This year our city was unbelievably good to us. Weather consistently in the 70’s had Austin flirting with our guests in ways that made these “Welcome to Austin, Please Don’t Move Here” t-shirts a desperate plea rather than a sarcastic quip.
After more than 25 years and in a city full of festivals, SXSW still brings something truly exceptional to the table-an exploration of Austin. Last week I walked eleventy billion miles and saw music in gritty bars, fancy bars, hotels, churches, coffee shops, amphitheaters, parking lots, beer gardens and converted garages. One of my favorites of the week was an accidental stop-by in the backyard of a small Mexican food restaurant on the East Side. Each venue brought something unique; sound design, visual surroundings, lighting, energy, climate or something indefinable. It’s these details that make a music experience complete and it’s this city that makes that possible.

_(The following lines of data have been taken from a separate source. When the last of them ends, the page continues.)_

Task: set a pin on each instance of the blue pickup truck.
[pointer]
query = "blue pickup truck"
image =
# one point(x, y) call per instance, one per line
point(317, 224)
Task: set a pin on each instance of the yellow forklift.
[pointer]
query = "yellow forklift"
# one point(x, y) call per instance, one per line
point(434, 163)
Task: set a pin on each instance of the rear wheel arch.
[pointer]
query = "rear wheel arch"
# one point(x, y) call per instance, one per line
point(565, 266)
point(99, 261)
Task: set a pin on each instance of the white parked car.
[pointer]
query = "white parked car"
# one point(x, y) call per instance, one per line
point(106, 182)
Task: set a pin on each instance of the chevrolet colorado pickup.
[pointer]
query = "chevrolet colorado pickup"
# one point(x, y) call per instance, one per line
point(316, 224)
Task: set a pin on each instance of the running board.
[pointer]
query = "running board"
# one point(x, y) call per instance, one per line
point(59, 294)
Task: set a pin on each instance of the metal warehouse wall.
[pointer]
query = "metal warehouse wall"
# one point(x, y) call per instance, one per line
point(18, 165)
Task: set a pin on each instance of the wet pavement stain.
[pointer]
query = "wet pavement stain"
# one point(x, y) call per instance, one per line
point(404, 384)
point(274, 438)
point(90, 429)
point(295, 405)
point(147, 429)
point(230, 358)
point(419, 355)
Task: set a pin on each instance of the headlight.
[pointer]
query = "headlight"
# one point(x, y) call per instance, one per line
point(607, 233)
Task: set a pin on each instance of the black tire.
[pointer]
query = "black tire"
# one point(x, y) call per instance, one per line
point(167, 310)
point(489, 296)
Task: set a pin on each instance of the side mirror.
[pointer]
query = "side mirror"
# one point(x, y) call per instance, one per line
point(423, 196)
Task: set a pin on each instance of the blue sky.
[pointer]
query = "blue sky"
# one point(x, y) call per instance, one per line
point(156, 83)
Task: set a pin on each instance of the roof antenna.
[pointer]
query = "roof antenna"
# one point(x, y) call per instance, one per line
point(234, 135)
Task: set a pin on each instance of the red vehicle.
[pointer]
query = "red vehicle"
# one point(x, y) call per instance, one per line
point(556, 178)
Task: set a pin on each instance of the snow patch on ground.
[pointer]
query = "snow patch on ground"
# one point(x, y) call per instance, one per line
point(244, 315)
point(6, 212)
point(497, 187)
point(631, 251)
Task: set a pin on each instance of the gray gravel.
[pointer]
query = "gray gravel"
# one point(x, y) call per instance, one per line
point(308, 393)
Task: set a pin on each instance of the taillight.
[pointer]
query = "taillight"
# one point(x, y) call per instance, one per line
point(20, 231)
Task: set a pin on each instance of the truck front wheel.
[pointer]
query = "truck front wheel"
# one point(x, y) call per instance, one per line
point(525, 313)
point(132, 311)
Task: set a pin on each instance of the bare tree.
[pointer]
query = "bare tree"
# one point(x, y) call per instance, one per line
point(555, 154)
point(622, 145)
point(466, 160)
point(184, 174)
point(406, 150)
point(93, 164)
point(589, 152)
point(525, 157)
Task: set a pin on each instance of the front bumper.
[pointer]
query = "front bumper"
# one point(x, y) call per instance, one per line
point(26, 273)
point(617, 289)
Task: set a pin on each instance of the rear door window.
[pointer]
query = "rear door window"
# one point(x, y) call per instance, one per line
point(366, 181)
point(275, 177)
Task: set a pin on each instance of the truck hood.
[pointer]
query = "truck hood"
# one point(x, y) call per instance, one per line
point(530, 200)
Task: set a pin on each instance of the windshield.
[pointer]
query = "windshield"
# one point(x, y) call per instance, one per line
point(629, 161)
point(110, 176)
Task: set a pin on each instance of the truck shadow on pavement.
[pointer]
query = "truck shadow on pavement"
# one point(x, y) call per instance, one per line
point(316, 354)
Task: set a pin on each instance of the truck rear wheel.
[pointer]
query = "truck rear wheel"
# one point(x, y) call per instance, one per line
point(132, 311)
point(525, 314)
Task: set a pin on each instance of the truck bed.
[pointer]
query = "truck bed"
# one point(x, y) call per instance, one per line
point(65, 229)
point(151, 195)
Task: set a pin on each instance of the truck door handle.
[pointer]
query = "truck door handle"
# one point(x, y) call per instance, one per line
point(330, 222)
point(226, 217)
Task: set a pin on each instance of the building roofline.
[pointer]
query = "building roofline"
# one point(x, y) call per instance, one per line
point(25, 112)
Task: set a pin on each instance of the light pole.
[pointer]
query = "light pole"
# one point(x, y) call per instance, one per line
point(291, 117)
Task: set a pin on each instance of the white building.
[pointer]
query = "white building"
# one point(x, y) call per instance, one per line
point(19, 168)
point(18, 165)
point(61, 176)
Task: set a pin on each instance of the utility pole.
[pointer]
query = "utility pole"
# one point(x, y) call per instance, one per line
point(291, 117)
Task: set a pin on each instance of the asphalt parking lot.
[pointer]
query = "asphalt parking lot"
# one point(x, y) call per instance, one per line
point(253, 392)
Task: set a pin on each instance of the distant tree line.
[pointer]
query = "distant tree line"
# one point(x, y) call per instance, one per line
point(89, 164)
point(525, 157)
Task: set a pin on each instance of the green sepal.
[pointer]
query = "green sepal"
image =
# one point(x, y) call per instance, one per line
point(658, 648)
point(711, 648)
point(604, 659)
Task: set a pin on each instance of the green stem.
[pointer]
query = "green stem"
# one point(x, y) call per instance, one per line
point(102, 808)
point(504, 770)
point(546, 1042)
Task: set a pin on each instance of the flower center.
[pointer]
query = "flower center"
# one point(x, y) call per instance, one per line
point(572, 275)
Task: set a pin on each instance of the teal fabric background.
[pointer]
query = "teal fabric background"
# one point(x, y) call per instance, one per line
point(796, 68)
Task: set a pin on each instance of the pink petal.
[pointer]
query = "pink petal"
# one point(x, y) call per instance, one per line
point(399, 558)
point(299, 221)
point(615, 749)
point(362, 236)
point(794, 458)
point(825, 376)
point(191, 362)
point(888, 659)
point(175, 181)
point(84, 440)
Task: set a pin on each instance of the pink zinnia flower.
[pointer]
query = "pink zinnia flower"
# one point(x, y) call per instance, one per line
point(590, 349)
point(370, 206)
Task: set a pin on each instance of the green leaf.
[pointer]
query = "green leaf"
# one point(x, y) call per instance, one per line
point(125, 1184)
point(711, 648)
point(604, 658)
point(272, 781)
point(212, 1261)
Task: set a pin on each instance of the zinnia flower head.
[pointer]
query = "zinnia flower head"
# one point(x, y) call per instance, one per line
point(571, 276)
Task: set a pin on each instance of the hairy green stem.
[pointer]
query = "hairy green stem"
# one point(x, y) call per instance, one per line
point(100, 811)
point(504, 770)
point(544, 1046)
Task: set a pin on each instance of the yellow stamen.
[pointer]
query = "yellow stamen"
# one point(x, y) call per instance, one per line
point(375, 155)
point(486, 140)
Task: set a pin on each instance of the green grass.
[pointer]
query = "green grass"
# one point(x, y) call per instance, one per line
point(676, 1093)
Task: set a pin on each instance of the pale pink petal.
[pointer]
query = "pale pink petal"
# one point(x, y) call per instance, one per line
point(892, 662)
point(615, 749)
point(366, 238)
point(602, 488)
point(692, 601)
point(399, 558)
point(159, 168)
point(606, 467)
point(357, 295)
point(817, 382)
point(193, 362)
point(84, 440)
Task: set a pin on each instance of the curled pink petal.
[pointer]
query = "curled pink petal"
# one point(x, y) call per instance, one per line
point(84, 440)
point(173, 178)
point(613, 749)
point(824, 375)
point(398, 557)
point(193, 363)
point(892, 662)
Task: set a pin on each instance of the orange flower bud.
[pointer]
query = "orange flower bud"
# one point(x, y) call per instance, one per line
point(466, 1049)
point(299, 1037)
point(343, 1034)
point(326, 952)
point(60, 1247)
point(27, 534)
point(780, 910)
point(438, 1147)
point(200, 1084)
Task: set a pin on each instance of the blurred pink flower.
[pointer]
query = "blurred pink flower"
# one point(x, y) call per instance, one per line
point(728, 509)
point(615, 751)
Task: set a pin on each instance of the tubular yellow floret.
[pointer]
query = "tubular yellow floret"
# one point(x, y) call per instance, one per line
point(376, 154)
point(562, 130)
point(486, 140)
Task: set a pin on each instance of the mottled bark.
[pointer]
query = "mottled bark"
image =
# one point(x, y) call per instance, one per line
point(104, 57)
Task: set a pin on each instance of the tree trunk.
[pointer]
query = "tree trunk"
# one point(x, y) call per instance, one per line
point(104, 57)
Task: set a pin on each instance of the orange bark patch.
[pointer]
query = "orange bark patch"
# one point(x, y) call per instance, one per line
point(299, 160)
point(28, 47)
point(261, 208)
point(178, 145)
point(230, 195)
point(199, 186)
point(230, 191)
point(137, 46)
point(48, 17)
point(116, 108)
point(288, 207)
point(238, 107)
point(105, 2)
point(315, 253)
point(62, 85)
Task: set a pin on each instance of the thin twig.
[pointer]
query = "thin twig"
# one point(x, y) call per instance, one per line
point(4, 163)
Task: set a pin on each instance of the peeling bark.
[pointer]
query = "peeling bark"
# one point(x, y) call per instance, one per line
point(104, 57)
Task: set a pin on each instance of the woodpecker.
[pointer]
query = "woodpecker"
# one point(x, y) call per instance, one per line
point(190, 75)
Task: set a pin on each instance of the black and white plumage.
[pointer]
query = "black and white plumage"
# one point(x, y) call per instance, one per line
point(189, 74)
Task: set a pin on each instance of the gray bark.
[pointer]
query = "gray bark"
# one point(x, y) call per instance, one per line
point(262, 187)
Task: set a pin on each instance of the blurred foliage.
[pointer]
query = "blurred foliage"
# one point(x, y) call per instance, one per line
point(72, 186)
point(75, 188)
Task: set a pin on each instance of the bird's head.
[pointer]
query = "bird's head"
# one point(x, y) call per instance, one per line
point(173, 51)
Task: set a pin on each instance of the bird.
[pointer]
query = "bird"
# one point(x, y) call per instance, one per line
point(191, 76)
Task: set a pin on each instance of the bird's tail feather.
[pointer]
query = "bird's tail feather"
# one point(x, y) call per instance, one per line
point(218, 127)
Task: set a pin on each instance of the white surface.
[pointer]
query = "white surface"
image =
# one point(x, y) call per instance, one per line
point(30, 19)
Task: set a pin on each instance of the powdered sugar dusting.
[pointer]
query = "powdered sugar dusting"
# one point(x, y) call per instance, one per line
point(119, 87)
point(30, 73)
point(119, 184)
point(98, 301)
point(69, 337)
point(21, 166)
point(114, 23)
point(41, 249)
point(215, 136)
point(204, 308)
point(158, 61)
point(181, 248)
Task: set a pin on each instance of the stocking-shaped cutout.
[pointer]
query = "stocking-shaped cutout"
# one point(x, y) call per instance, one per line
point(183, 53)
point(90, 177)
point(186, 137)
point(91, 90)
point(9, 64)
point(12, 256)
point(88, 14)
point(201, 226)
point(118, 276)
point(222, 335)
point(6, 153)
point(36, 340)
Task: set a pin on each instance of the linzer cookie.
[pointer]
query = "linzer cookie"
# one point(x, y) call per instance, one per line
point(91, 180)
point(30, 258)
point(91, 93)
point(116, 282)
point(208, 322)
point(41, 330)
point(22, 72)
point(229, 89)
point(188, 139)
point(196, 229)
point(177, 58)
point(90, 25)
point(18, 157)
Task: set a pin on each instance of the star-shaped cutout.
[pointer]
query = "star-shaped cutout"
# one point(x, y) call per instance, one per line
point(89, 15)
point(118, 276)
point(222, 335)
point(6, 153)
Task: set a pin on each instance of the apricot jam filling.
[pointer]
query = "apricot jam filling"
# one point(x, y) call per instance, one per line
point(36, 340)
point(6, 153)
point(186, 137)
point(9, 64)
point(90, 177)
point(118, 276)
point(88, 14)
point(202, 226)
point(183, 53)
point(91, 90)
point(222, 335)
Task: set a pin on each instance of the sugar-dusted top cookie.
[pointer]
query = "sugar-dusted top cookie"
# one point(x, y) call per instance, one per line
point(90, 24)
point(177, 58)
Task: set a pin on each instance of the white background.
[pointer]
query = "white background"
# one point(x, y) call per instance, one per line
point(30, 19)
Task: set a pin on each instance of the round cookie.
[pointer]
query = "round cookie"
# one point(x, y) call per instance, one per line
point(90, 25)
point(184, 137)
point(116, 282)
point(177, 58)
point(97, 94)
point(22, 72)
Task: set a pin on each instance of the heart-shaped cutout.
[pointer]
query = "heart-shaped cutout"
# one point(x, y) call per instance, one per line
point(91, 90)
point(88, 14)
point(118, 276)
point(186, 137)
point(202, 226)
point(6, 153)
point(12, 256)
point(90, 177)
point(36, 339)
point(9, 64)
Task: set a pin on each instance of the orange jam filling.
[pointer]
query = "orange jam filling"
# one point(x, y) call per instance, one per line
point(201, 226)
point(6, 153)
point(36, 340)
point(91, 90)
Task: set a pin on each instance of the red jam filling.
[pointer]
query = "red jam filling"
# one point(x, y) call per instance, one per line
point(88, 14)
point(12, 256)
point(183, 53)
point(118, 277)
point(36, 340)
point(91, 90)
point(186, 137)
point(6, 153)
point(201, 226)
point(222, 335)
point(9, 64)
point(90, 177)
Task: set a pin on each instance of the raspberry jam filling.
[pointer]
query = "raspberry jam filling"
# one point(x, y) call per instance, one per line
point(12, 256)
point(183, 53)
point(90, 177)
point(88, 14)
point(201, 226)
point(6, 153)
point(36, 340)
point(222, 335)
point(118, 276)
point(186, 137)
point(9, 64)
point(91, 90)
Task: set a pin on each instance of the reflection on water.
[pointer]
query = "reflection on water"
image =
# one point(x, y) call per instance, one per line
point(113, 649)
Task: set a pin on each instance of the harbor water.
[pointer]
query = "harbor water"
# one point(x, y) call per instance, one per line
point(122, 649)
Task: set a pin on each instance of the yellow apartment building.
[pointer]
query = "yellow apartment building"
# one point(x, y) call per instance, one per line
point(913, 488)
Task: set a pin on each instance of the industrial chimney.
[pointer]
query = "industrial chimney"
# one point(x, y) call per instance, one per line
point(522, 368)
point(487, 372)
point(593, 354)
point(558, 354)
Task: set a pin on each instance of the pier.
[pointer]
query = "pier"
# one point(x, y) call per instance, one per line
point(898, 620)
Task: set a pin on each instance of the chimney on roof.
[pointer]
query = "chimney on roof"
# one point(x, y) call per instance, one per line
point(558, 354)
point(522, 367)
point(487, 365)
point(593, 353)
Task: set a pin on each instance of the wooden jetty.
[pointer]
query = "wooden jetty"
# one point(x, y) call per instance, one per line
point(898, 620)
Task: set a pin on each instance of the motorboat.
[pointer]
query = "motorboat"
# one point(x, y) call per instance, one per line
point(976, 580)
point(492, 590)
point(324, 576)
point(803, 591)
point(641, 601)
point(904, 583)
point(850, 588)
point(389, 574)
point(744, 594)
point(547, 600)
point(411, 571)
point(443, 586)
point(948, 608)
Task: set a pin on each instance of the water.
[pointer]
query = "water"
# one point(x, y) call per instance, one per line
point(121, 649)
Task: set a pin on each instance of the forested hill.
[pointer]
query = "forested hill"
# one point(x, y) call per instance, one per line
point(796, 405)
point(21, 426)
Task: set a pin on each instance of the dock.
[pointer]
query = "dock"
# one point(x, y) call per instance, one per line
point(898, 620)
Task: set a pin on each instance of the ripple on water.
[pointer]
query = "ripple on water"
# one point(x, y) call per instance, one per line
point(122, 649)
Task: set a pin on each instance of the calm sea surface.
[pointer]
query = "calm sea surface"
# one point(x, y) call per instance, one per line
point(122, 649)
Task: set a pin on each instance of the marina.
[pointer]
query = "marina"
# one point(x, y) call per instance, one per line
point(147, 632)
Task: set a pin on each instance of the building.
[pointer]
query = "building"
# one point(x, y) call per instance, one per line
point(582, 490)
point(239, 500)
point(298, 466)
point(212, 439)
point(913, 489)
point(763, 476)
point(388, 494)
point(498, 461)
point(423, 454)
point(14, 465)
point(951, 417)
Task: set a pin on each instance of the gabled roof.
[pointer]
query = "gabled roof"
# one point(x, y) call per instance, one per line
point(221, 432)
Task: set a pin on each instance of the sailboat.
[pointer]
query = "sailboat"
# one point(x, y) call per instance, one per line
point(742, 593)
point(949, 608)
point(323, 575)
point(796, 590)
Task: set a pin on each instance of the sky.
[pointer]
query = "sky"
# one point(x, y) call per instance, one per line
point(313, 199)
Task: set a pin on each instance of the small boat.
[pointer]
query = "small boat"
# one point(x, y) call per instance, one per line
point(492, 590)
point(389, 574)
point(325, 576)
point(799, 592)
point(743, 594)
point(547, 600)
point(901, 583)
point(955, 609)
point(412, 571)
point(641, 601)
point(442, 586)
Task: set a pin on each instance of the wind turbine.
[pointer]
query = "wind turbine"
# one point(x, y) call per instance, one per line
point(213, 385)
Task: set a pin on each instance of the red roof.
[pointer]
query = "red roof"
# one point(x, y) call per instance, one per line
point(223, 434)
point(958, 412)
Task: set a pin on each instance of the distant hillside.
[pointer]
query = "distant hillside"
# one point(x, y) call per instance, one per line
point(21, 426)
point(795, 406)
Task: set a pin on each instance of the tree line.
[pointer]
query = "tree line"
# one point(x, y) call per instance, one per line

God knows I love ACL Festival. But when I close my eyes at the end of a day there, I see a green field and a blurry flipbook of bands. When I closed my eyes at the end of each day at SXSW, I saw a slideshow of distinctly different moments that were about so much more than just sound coming from a stage.
This is my attempt to share that slideshow in my head. The ratings are completely subjective and are based on a combination of unrelated factors-the band’s performance, the venue, the crowd and my ingoing assumptions. Some experiences, seeing Hey Marseilles and Lord Huron, didn’t quite live up to my expectations based on how much I enjoy their recorded music. I loved others, like Jim James and Natalie Maines, far more than I could have possibly imagined. Tyler Lyle’s 5 stars are, and always will be, dead on. But, more than anything, I based the ratings on my general feeling that I was exactly where I was supposed to be at that moment in time. Those moments were more frequent than I deserve last week.